Однажды у папы внезапно начался непонятный приступ – стали падать давление, пульс и температура. Папа, испуганный, пришел к нам с мамой в комнату и лег на мамину кровать. Лежал и смотрел на нас круглыми темными глазами. Приехал врач, сделал кардиограмму, предложил забрать в больницу; папа отказался, сказал, чтобы не трогали, ему дали какое-то лекарство, может, сделали укол.
А я ушла. Ушла, оставив маму наедине с папой. Я ушла прогуляться. И бродила по Софии, зашла в русский книжный магазин, помню – выйдя из магазина, проходя мимо судебной палаты, вдруг подумала: а как там папа? Выйдя на улицу Марии-Луизы, прогулочным шагом пересекла ее, миновала торговую улицу Левски и через скверик, обойдя мавзолей Димитрова, вышла на улицу Царя-освободителя, в то время – Русский бульвар. Я направлялась к церкви Св. Александра Невского. Но была столь необразованна, что когда меня спросили, за что я хочу заплатить, за молебен или панихиду, – сразу не смогла ответить.

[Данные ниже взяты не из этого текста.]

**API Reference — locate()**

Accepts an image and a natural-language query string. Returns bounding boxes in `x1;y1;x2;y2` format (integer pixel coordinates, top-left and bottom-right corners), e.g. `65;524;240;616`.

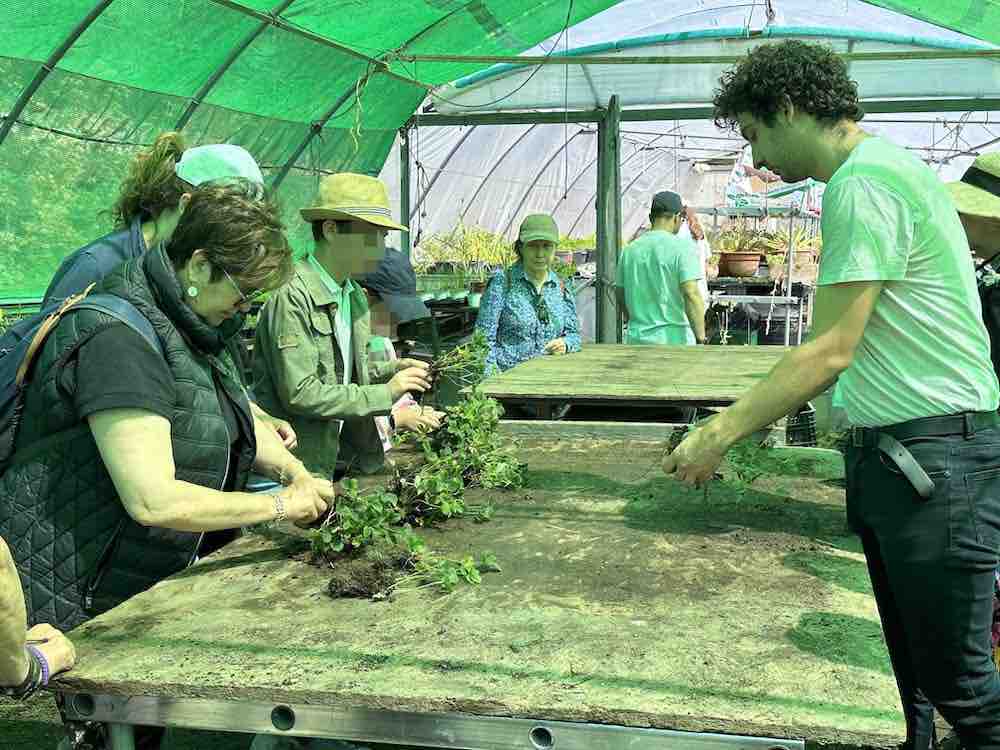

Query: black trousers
847;427;1000;750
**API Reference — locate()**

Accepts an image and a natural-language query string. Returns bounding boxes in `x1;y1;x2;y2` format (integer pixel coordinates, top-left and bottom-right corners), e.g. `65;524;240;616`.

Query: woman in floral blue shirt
476;214;580;374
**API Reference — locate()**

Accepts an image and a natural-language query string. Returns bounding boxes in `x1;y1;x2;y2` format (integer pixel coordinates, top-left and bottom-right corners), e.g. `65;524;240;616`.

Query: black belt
851;411;1000;499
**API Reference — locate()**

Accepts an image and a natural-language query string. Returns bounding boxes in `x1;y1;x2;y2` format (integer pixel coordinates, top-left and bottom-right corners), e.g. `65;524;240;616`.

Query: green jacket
254;260;395;474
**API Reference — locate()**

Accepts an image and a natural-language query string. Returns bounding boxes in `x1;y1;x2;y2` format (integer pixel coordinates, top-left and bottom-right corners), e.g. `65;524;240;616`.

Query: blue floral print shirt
476;263;580;374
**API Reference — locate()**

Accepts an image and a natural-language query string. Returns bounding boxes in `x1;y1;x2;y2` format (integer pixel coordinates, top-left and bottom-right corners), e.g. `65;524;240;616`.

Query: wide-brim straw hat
948;151;1000;221
300;172;409;232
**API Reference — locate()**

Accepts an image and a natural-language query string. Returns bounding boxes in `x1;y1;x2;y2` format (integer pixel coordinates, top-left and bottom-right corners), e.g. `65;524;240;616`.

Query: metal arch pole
412;125;479;221
568;131;673;235
500;128;593;235
174;0;295;130
271;86;355;191
461;123;538;220
596;95;622;343
0;0;114;144
622;151;677;236
785;212;802;346
208;0;431;90
552;127;684;219
107;723;135;750
399;125;412;258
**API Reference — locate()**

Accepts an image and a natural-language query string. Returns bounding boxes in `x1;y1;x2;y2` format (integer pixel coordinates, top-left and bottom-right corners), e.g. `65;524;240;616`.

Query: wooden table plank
59;438;903;750
482;344;788;405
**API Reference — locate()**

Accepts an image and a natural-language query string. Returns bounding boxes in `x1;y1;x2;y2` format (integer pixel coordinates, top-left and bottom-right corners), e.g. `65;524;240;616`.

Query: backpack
0;284;163;473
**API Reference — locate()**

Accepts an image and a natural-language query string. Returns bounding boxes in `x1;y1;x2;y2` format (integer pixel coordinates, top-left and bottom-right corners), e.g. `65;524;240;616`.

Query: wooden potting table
482;344;788;418
55;425;903;750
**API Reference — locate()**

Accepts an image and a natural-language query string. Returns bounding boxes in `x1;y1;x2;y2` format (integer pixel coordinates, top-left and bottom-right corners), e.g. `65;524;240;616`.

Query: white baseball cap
174;143;264;187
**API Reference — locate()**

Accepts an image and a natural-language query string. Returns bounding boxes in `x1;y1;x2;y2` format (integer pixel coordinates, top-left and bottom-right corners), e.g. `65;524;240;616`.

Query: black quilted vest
0;248;256;629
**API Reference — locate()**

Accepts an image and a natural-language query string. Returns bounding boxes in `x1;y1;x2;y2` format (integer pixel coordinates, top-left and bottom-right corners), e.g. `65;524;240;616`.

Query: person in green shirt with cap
254;173;430;476
615;190;705;346
663;40;1000;750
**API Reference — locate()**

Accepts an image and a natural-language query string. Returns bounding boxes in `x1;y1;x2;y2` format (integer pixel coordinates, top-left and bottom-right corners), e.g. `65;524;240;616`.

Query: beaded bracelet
25;644;52;687
0;646;49;700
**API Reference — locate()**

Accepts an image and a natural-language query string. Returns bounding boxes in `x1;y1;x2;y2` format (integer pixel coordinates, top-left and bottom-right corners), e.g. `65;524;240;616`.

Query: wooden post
596;96;622;344
399;125;410;258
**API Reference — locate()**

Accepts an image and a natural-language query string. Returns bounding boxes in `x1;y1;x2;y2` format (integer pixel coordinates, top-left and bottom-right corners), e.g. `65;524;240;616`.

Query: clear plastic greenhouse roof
432;26;1000;113
0;0;1000;298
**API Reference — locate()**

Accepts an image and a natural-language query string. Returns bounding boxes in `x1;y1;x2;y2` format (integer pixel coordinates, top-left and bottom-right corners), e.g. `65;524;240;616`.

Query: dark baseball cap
649;190;684;214
358;247;431;323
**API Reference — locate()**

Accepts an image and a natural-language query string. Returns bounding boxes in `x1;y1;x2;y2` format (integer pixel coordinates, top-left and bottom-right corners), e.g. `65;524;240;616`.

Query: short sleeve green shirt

– Жив он или нет? – спрашивала меня женщина в черном платке, высунувшись из окошечка.
– Кто? – Я растерялась. – Жив, конечно, жив.
– За молебен, – сказала женщина, поворачивая голову к кому-то за ее спиной.
Я постояла в огромном храме, поставила свечку, послушала пение. Когда я вернулась домой, папа лежал, как и прежде, на правом боку, спиной к стене.
Я села против папы на кровать. Он, глядя на меня, сказал:
– Какой же я был дурак!
– Ингочка ходила в церковь, молилась, – сказала мама.
– Какой же я был дурак, – повторил папа, не отрывая взгляда от меня. – Какой же я был дурак…
Я не понимала, что он хочет этим сказать. А говорил он, вероятно, вот о чем: «Как странно, что я ее так долго любил… она никогда меня не понимала, никогда не любила… Как я любил ее, как всю жизнь добивался ее любви. И вот сейчас, на семидесятом году жизни, я понял одну очевидную истину: нельзя завоевать то, чего не существует. Она меня никогда не любила». Папа тогда подвел черту.
В августе 1976-го, после того, как Сережа поступил учиться в Физико-технический институт, мы – Гешка, Сережка и я – приехали в Софию. Мама страдала гипертонией и стенокардией. И сколько вечеров я провела, измеряя давление, вглядываясь в испуганное белое лицо! Я жму, жму грушу, пульс слабый, и чтобы не ошибиться, сначала ловлю нижнюю границу. Сто восемьдесят на сто.
– Сто шестьдесят на девяносто, – говорю я и чувствую, как весь мир пропадает, остается только белое лицо на подушке, оголенная до локтя рука и за стеной – притихший папа.
– Ингочка, ты говоришь неправду, чтобы успокоить меня. Или оно действительно упало?